Thursday, September 07, 2006

Make MIne Matrilocal

If extended families lived together in America, as I think they might in a society with fewer government benefits, would we be more likely to become matrilocal or patrilocal? I think matrilocality would be more attractive to families for a number of reasons, especially where a more “traditional” division of labor between the sexes obtains.

Matrilocality would be helpful for many women since they would be living among their own family members who would, in most cases, be supportive of them against an abusive or neglectful spouse. It might be less problematic for men to move away from their families. In a patrilocal environment, the women in the household are not kin to one another and are more likely to come into conflict over dominance within the household. I have observed in multigenerational households in Yonkers that the most satisfactory arrangement was matrilocality. Mothers-in-law and daughters-in-law were believed to be incompatible, and it was said that “you can’t have two women in one kitchen” in such situations. This saying did not apply to mothers and daughters.

In a society where women, even those who work outside the home full time, are mistresses of the home and guardians of the hearth, this would work out better if the women were related, as in a matrilocal household, versus one where they are unrelated and in conflict for dominance, as in a patrilocal household. Men, even nowadays, don’t take much responsibility for domestic arrangements; therefore, the relatedness of the men in the household makes little difference. Men are said to go out into the world into distinct spheres, and when they come home they tend to defer to women in domestic matters. In truth, we tend to avoid doing our fair share around the house.
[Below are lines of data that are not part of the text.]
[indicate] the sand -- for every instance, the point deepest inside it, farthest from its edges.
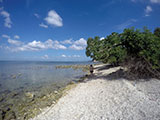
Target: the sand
(107, 96)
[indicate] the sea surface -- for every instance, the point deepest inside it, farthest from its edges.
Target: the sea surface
(20, 74)
(27, 87)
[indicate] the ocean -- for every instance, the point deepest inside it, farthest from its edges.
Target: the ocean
(20, 74)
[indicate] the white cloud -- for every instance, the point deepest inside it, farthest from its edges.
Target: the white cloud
(5, 36)
(7, 20)
(35, 45)
(76, 56)
(69, 56)
(45, 57)
(79, 44)
(67, 41)
(63, 55)
(43, 25)
(14, 42)
(148, 10)
(36, 15)
(54, 19)
(155, 1)
(16, 37)
(126, 24)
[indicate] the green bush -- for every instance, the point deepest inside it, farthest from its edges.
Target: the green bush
(139, 50)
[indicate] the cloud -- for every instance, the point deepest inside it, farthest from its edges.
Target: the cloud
(148, 10)
(36, 15)
(67, 41)
(35, 45)
(69, 56)
(76, 56)
(16, 37)
(43, 25)
(126, 24)
(155, 1)
(54, 19)
(79, 44)
(7, 20)
(76, 47)
(14, 42)
(5, 36)
(45, 57)
(63, 56)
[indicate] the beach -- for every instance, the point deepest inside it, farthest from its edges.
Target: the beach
(107, 95)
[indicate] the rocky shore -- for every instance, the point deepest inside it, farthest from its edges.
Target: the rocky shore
(107, 95)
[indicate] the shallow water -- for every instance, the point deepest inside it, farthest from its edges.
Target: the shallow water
(28, 87)
(14, 75)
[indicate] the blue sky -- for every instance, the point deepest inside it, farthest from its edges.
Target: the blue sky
(57, 30)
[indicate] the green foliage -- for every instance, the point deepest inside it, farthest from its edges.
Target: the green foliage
(117, 48)
(157, 32)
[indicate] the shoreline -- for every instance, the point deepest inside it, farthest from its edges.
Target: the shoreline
(107, 96)
(28, 101)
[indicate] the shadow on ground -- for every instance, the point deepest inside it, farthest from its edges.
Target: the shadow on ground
(117, 75)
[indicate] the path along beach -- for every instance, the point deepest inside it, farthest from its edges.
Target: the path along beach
(107, 96)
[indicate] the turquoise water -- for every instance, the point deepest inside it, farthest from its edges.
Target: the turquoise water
(27, 87)
(14, 75)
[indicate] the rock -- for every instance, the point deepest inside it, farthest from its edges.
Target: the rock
(10, 115)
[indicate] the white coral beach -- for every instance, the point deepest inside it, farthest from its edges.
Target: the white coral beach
(107, 97)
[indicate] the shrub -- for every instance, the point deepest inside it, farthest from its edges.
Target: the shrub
(138, 50)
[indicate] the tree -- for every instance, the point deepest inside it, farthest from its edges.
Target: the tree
(157, 32)
(135, 49)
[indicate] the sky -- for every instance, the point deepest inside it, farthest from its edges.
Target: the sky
(57, 30)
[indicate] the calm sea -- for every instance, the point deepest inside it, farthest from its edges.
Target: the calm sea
(20, 74)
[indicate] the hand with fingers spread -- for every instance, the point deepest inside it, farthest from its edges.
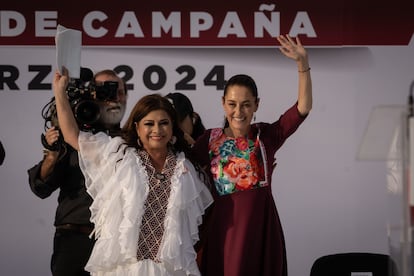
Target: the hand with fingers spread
(292, 48)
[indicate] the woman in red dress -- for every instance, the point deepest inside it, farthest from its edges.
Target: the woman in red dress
(243, 235)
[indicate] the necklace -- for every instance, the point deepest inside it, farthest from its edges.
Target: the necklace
(159, 176)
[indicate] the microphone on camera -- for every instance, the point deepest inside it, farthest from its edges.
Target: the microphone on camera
(86, 74)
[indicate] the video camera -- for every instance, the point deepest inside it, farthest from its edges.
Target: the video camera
(83, 95)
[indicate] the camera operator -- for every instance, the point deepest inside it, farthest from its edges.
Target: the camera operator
(100, 108)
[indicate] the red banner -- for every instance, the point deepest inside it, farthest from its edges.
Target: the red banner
(184, 23)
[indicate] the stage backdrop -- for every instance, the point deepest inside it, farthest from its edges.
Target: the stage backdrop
(328, 200)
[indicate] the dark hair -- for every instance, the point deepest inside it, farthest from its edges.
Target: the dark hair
(242, 80)
(141, 109)
(184, 108)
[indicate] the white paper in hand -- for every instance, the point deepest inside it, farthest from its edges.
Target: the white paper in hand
(68, 50)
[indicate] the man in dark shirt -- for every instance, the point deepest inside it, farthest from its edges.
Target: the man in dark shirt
(59, 169)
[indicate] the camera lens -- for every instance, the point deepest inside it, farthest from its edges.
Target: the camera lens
(86, 112)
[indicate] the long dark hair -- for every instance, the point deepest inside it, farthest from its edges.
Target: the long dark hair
(184, 108)
(242, 80)
(141, 109)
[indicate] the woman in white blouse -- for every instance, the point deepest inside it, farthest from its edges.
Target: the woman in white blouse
(149, 197)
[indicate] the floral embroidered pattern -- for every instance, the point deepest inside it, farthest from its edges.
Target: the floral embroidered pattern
(236, 163)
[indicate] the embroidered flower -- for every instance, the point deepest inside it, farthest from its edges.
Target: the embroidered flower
(239, 171)
(242, 143)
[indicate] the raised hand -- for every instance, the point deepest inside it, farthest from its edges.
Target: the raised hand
(291, 48)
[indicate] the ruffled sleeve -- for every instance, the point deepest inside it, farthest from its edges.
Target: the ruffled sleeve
(188, 201)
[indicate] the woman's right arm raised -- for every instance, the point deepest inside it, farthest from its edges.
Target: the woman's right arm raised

Unrelated men are less likely to come into conflict than unrelated women, and husbands in matrilocal households have the option of the “visiting” relationship with their wives, i.e. they may live most of the time with their natal families and visit their conjugal families from time to time. This would be convenient only if the two households were not very far apart. The men would live most of the time with their own kin, and children might have closer relationships with their uncles than their fathers.

If this happened, some folks would doubtless seek to enshrine the matrilocal household as the only legitimate family form. The “family values” fascists among us would try to subsidize matrilocality and penalize other alternatives on the theory that what works for them should work for everybody.